Of the Street-Sellers of Japanned Table-Covers.
This trade, like several others, as soon as the new commodities became in established demand, and sufficiently cheap, was adopted by street-sellers. It has been a regular street-trade between four and five years. Previously, when the covers were dearer, the street-sellers were afraid to speculate much in them; but one man told me that he once sold a table-cover for 8s., and at another time for 10s.

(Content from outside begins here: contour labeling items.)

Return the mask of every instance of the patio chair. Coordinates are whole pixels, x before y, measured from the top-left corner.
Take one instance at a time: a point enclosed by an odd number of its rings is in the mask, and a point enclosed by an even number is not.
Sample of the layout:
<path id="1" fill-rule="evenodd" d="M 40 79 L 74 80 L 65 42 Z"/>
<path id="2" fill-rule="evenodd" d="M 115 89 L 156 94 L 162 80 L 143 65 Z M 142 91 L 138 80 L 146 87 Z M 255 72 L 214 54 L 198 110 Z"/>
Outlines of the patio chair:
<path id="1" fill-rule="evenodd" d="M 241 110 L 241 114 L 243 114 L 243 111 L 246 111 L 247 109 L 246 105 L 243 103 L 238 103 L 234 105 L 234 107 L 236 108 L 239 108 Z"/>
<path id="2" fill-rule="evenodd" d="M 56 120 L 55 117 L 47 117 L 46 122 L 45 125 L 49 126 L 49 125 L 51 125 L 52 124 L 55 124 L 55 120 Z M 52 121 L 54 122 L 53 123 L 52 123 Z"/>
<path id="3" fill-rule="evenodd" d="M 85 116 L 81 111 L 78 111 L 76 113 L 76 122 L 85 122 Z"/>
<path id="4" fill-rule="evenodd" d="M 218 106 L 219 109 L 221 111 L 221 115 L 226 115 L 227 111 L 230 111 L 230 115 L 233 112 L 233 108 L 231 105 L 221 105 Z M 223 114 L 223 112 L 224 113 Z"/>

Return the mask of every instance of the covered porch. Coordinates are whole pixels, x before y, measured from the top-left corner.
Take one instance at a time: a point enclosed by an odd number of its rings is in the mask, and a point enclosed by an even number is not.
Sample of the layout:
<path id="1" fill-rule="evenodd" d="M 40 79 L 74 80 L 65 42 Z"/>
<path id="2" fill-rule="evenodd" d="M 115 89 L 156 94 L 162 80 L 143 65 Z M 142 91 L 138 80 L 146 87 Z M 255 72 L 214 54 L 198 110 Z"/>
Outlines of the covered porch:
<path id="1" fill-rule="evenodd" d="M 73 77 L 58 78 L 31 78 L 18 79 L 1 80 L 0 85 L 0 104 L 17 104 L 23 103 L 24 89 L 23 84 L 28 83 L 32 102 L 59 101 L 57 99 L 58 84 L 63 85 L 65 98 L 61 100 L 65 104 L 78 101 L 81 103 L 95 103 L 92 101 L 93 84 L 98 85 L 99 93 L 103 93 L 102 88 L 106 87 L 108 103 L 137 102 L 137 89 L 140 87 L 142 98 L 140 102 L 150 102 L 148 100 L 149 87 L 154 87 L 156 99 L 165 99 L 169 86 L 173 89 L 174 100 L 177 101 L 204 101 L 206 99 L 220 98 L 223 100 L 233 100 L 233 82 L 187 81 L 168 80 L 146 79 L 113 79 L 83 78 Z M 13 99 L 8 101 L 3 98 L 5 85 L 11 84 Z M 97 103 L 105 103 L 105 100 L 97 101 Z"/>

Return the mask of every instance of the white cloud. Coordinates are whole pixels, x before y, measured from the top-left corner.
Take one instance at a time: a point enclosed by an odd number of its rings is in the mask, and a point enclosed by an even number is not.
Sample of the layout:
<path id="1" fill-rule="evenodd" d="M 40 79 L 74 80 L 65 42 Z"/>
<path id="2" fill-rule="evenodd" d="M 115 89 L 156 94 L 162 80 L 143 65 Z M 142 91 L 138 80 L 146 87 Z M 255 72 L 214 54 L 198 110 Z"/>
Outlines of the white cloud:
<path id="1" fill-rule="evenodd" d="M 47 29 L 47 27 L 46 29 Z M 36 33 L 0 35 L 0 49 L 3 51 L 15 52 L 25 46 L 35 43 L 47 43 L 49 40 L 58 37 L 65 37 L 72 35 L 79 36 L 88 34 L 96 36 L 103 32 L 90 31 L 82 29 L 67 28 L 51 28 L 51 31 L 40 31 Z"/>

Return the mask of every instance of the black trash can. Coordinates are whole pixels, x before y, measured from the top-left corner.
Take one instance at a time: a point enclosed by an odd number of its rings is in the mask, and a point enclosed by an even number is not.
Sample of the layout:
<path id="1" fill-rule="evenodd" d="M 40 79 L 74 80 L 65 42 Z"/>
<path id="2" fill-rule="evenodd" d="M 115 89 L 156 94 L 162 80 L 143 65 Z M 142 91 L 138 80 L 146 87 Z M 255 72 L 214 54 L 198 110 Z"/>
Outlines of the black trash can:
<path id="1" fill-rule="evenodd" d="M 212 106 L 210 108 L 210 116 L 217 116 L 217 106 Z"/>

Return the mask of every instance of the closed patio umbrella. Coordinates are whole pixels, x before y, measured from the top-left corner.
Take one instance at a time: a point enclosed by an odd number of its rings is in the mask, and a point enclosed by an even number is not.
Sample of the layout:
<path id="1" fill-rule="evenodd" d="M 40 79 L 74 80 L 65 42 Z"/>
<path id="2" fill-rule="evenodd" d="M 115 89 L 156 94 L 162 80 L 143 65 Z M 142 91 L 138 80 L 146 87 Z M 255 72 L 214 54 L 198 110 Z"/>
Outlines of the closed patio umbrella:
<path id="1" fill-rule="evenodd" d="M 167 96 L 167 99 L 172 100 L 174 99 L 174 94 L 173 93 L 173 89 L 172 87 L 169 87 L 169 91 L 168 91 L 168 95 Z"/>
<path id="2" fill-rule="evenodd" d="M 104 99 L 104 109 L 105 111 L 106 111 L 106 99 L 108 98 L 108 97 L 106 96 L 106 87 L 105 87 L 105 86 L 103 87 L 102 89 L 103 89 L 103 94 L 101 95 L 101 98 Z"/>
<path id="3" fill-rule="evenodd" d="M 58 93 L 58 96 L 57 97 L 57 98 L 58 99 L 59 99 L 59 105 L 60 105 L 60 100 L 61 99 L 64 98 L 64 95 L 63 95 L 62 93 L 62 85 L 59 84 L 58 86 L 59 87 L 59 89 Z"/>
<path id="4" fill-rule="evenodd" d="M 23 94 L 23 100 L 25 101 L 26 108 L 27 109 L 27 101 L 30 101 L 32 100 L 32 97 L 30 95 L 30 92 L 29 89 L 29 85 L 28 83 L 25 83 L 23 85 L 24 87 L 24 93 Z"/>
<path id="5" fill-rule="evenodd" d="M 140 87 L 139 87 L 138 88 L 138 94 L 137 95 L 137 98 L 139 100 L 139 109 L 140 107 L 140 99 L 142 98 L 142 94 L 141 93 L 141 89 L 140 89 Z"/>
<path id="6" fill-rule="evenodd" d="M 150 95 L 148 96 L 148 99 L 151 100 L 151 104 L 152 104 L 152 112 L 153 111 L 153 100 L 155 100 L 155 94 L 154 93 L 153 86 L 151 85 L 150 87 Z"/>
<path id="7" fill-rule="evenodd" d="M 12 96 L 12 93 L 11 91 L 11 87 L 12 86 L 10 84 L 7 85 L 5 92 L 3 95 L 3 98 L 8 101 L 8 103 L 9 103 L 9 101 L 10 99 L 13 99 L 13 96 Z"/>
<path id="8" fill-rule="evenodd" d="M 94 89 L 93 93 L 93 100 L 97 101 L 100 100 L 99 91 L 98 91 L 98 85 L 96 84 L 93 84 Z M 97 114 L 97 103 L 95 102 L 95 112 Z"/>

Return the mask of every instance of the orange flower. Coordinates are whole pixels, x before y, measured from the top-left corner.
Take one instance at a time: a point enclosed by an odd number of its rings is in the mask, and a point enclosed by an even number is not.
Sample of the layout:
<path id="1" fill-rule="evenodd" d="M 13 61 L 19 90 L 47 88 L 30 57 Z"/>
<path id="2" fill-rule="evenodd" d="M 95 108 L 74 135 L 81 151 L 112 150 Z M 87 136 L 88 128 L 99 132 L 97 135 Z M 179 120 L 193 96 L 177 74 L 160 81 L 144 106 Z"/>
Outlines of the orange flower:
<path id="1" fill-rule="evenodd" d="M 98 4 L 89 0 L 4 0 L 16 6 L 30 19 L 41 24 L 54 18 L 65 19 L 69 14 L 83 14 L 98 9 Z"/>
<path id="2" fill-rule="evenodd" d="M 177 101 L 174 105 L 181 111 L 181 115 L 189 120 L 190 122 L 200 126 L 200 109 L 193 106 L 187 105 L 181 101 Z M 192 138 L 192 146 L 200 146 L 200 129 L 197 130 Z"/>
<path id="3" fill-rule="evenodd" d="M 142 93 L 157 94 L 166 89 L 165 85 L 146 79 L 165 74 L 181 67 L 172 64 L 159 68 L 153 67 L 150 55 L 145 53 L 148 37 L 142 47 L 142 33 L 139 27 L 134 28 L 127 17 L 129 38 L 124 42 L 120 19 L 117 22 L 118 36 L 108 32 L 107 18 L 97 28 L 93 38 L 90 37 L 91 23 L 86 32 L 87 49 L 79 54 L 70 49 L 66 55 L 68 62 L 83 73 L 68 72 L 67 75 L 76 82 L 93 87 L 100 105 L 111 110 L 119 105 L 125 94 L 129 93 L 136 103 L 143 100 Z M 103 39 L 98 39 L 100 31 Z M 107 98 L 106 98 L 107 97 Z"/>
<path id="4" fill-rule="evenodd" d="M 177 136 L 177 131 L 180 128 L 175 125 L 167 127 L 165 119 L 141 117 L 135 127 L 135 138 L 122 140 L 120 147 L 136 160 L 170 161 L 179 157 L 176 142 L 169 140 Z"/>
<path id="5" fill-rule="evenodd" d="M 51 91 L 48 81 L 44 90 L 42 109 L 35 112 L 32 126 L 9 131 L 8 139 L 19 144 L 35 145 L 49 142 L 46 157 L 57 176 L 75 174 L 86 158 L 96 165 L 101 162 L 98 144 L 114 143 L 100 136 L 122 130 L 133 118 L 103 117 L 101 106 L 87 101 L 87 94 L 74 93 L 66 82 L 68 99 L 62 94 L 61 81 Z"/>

The goods are supplied to the street-folk principally by three manufacturers—in Long-lane, Smithfield, Whitechapel-road, and Petticoat-lane. The venders of the glazed table-covers are generally considered among the smartest of the street-folk, as they do not sell to the poor, or in poor neighbourhoods, but “at the better sort of houses, and to the wealthier sort of people.” Table-covers are now frequently disposed of by raffle. “I very seldom sell in the streets,” said one man, “though I one evening cleared 4s. by standing near the Vinegar-works, in the City-road, and selling to gents on their way home from the city. The public-house trade is the best, and indeed in winter evenings, and after dark generally, there’s no other. I get rid of more by raffling than by sale. On Saturday evening I had raffles for two covers, which cost me 1s. 4d. each. I had some trouble to get 1s. 9d. for one; but I got up a raffle for the other, and it brought me 2s.; six members at 4d. each. It’s just the sort of thing to get off in a raffle on Saturday night, or any time when mechanics have money. A man thinks—leastways I’ve thought so myself, when I’ve been in a public-house raffle—now I’ve spent more money than I ought to, and there’s the old woman to face; but if I win the raffle, and take the thing home, why my money has gone to buy a nice thing, and not for drink.” I may remark that in nearly all raffles got up in this manner, the article raffled for is generally something coveted by a working man, but not so indispensably necessary to him, that he feels justified in expending his money upon it. This fact seems well enough known to the street-sellers who frequent public-houses with their wares. I inquired of the informant in question if he had ever tried to get up a raffle of his table-covers in a coffee-shop as well as a public-house. “Never, with table-covers,” he said, “but I have with other things, and find it’s no go. In a coffee-shop people are quiet, and reading, unless it’s one of them low places for young thieves, and such like; and they’ve no money very likely, and I wouldn’t like to trust them in a raffle if they had. In public-houses there’s talk and fun, and people’s more inclined for a raffle, or anything spicy that offers.”
There are now fifteen regular street-sellers, or street-hawkers of these table-covers, in London, four of whom are the men’s wives, and they not unfrequently go a round together. Sometimes, on fine days, there are twenty. I heard of one woman who had been very successful in bartering table-covers for old clothes. “I’ve done a little that way myself,” said a man in the trade, “but nothing to her, and people sees into things so now, that there’s hardly a chance for a crust. The covers is so soft and shiny, and there’s such fine parrots and birds of paradise on them, that before the price was known there was a chance of a good bargain. I once got for a cover that cost me 2s. 9d. a great coat that a Jew, after a hard bargaining, gave me 6s. 3d. for.”
The prices of the table-covers (wholesale) run from 8s. a dozen to 30s.; but the street-sellers rarely go to a higher price than 18s. They can buy a dozen, or half a dozen—or even a smaller quantity—of different sizes. Some of these street-traders sell, with the table-covers, a few wash-leathers, of the better kind. Calculating that fifteen street-sellers each take 25s. weekly the year round—one-half being the profit, including their advantages in bartering and raffling—we find 975l. expended yearly upon japanned table-covers, bought in the streets.